E: FWIW, there were 12d in 1s, 20Ss in £1.
Have you not somewhat answered your own question? Several things on that list cost fractions of a penny, so there needed to be a coin that could represent a half-penny or a quarter-penny.
Similarly, looking at the specific list of prices you cite, the farthing is a much larger denomination than the modern penny is. While comparing historical prices to modern prices is fiddly because economies are complex and the relative values of things change, we can see how comparatively valuable a farthing was relative to the modern penny by looking at some examples.

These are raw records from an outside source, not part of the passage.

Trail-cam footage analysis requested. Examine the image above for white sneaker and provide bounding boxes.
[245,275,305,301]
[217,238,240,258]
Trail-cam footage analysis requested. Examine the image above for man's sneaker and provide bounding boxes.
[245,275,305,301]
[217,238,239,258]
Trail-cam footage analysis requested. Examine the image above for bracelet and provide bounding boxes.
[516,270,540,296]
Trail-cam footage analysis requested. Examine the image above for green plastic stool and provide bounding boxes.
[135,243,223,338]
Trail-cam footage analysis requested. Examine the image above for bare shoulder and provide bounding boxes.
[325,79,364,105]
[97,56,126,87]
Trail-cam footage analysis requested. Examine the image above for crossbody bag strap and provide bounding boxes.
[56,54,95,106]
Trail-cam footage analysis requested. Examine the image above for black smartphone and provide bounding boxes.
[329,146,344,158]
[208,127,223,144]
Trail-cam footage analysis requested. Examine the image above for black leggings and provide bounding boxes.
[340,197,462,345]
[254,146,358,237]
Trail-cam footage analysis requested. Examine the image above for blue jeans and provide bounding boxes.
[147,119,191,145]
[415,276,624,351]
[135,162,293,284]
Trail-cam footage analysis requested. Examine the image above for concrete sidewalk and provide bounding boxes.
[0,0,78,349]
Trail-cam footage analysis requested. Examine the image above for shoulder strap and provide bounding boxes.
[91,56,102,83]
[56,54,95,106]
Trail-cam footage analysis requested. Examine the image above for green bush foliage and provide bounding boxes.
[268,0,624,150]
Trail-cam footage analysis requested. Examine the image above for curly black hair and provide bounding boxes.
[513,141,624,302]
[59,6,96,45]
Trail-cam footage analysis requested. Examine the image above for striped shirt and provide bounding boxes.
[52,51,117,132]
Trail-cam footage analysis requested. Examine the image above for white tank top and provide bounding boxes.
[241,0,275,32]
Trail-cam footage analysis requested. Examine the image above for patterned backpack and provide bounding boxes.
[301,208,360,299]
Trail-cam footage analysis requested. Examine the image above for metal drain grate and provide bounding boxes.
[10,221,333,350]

Your list cites "ten loaves of bread" as costing 2s, 3.5d, or 27.5d or 110 farthings. That puts the price of one loaf of bread as 11 farthings, meaning "a farthing" could be thought of as "a sum of money equivalent to one eleventh of the price of a loaf of bread".
Looking at Tesco online, the cheapest loaf of bread in a modern supermarket (and this isn't an academically rigorous comparison) seems to be around 39p, meaning a modern penny can be thought of as "a sum of money equivalent to one fortieth of the price of a loaf of bread".
Obviously there are loads of things wrong with that comparison, the relative value of bread compared to other products may well be less now than it was a hundred and thirty something years ago, but the principle remains. All of the items on your list are relatively high-value (weeks' worth of groceries, relatively expensive one-time purchases) but still have average prices of which "a farthing" is a much higher fraction than "a penny" would be for equivalent purchases today.